Canada’s main private-sector privacy law, the Personal Information Protection and Electronic Documents Act (PIPEDA) is currently under revision by the Office of the Privacy Commissioner. A discussion paper published by the Commissioner suggests a variety of potential solutions to new privacy issues catalyzed by an acceleration of the collection, retention, use, and disclosure of personal data often described as ‘big data.’ Along with improved consent practices and new ethical assessments, de-identification is a proposed solution. We would agree that risk-based de-identification can be used effectively to protect privacy in big data contexts.
A variety of sophisticated new data liberation technologies allow users access to data while masking or erasing the identity of the data source, utilizing de-identification techniques such as tokenization or anonymization. Optimally used with automated risk analysis tools, de-identification allows both ongoing utilization of data and protection of individual privacy.

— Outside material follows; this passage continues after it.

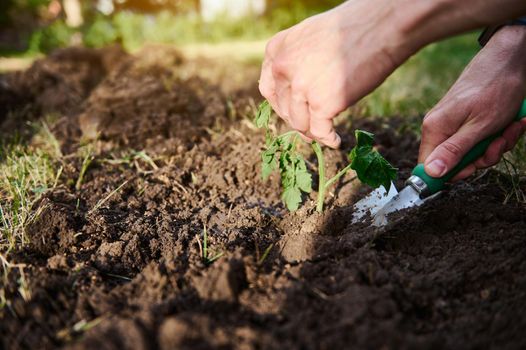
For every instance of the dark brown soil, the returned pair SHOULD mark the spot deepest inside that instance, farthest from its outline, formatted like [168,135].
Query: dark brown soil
[129,275]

De-identification does have limits at present. Most current technologies focus on the protection of text records. Given the proliferation of recording technologies (such as smart phone cameras, Google Glass, or drones) future privacy-bolstering technologies will need to adapt to different kinds of content, and an individual’s rights therein. For example:
- Video privacy: Does an individual consent to be photographed or filmed? If not, privacy-bolstering technology could allow the image to be masked or erased.
- Audio privacy: Does an individual consent to be recorded? If not, privacy-bolstering technology could allow the relevant part of the recording to be masked or erased.
Beyond technological limitations, however, there are certain ethical discussions about the use of de-identified data that need to take place. Effective de-identification may completely conceal individual identities, but the ways in which data is used have broad impacts on society. Conclusions drawn on the basis of big data analytics affect marketing decisions, media coverage, and corporate and government policy. Apart from the question of individual privacy, we suggest that big data should be seen as a common good. Just as corporations need a “social license” to exploit publicly owned natural resources, they should also be required to engage in meaningful public consultation about the uses of big data.